そんな僕の様子に、ハイターは呆れたように苦笑し、「間抜け面」と呟く。
間抜け呼ばわりに僕がムッとすると、ハイターは涼しげな顔に戻って、こともなげに事情を話す。
「俺のクラスと、お前のクラスで人数調整が行われたに過ぎない。イレギュラーだ」
「あ、ああ、そ、そう……シュテルン様が、僕みたいなやつのパートナーだなんてお気の毒だね」
涼し気な横顔を、ちらりとでもいいな、みたいに思っていた自分が忌々しい。
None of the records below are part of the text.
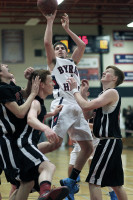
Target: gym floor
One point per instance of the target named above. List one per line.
(61, 159)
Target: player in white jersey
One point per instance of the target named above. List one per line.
(71, 119)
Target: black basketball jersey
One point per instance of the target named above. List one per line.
(31, 135)
(10, 125)
(107, 125)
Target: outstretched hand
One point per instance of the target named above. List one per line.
(72, 83)
(84, 88)
(51, 135)
(65, 21)
(27, 72)
(58, 109)
(35, 85)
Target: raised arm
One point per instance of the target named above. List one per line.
(21, 111)
(48, 41)
(79, 51)
(36, 124)
(26, 91)
(55, 112)
(109, 97)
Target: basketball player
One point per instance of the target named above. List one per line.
(11, 100)
(106, 167)
(74, 154)
(24, 149)
(70, 120)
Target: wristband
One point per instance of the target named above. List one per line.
(74, 91)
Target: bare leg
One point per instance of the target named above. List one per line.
(46, 147)
(120, 192)
(24, 190)
(95, 192)
(13, 188)
(85, 152)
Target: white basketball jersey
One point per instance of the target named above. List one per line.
(64, 68)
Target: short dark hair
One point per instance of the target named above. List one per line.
(58, 43)
(41, 73)
(119, 73)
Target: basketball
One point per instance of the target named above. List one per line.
(84, 81)
(47, 7)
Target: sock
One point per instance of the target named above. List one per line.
(74, 174)
(45, 186)
(110, 189)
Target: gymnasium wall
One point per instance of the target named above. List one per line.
(33, 39)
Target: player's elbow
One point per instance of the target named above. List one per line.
(29, 121)
(20, 115)
(83, 46)
(47, 43)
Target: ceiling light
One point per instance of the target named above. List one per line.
(32, 22)
(60, 1)
(130, 24)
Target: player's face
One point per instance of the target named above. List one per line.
(48, 85)
(5, 72)
(108, 75)
(60, 51)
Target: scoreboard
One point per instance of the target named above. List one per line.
(94, 44)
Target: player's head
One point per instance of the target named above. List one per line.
(46, 84)
(4, 73)
(118, 73)
(60, 50)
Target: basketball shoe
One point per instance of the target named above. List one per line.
(55, 194)
(113, 195)
(73, 187)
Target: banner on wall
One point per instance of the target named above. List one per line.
(90, 62)
(128, 76)
(12, 46)
(123, 35)
(123, 58)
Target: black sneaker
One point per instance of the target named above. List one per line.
(55, 194)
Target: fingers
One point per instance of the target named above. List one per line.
(85, 82)
(53, 138)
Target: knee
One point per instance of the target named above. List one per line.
(56, 146)
(52, 167)
(88, 149)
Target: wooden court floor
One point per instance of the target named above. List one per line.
(61, 159)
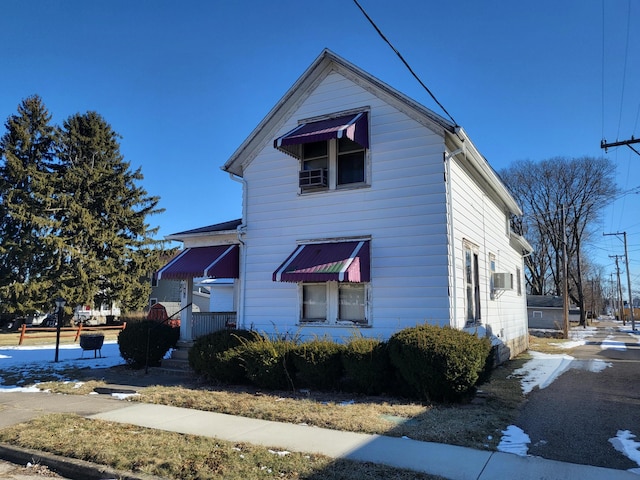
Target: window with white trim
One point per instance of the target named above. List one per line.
(334, 303)
(472, 283)
(492, 271)
(332, 164)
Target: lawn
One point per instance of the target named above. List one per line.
(477, 424)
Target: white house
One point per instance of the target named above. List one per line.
(363, 210)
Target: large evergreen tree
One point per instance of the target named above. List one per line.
(74, 218)
(26, 154)
(105, 246)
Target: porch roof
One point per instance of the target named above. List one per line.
(219, 261)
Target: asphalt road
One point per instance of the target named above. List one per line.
(573, 419)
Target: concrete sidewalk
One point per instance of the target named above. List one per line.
(449, 461)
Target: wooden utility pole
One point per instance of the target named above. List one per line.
(565, 269)
(628, 143)
(626, 256)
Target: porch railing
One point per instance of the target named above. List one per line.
(209, 322)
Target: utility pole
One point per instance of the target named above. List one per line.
(605, 145)
(619, 291)
(626, 256)
(565, 271)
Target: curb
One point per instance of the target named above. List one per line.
(71, 468)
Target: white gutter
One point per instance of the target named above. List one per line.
(241, 230)
(447, 159)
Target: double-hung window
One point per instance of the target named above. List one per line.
(333, 281)
(332, 152)
(334, 302)
(472, 283)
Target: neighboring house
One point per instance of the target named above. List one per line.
(363, 212)
(547, 312)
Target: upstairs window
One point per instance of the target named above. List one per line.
(332, 152)
(351, 164)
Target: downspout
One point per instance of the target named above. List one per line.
(447, 160)
(241, 230)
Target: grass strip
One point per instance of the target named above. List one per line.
(177, 456)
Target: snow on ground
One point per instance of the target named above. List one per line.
(624, 443)
(22, 366)
(543, 369)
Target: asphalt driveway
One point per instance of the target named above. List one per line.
(573, 419)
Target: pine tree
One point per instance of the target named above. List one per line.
(26, 202)
(105, 247)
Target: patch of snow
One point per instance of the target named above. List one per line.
(595, 365)
(542, 370)
(515, 441)
(25, 363)
(568, 345)
(624, 443)
(610, 344)
(580, 333)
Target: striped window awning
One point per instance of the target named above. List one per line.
(355, 127)
(324, 262)
(219, 261)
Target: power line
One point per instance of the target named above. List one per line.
(405, 62)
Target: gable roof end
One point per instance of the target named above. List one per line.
(328, 61)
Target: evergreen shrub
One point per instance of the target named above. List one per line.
(440, 364)
(366, 366)
(133, 341)
(214, 356)
(267, 362)
(318, 363)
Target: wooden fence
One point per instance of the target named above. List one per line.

いまでもそっぽ向いている横顔が憎たらしいほど整っていて、目が離せないのも腹が立つ。
赤い舌でも出してやろうかと思っていると、ふいにハイターはこちらを向き、挨拶で握っていたはずの手をそっと握りしめてこう囁く。
「可愛いお前が、どこぞの誰かと踊るなんて我慢ならないからな。志願したんだ」
「……は? どういうこと?」
言葉の真意を問い返そうとしたら教師が号令をかけ始め、そのままダンスの授業が始まってしまった。手を取り合い、しずしずと厳かに歩きだしてしまうと、無駄口を叩く隙が無い。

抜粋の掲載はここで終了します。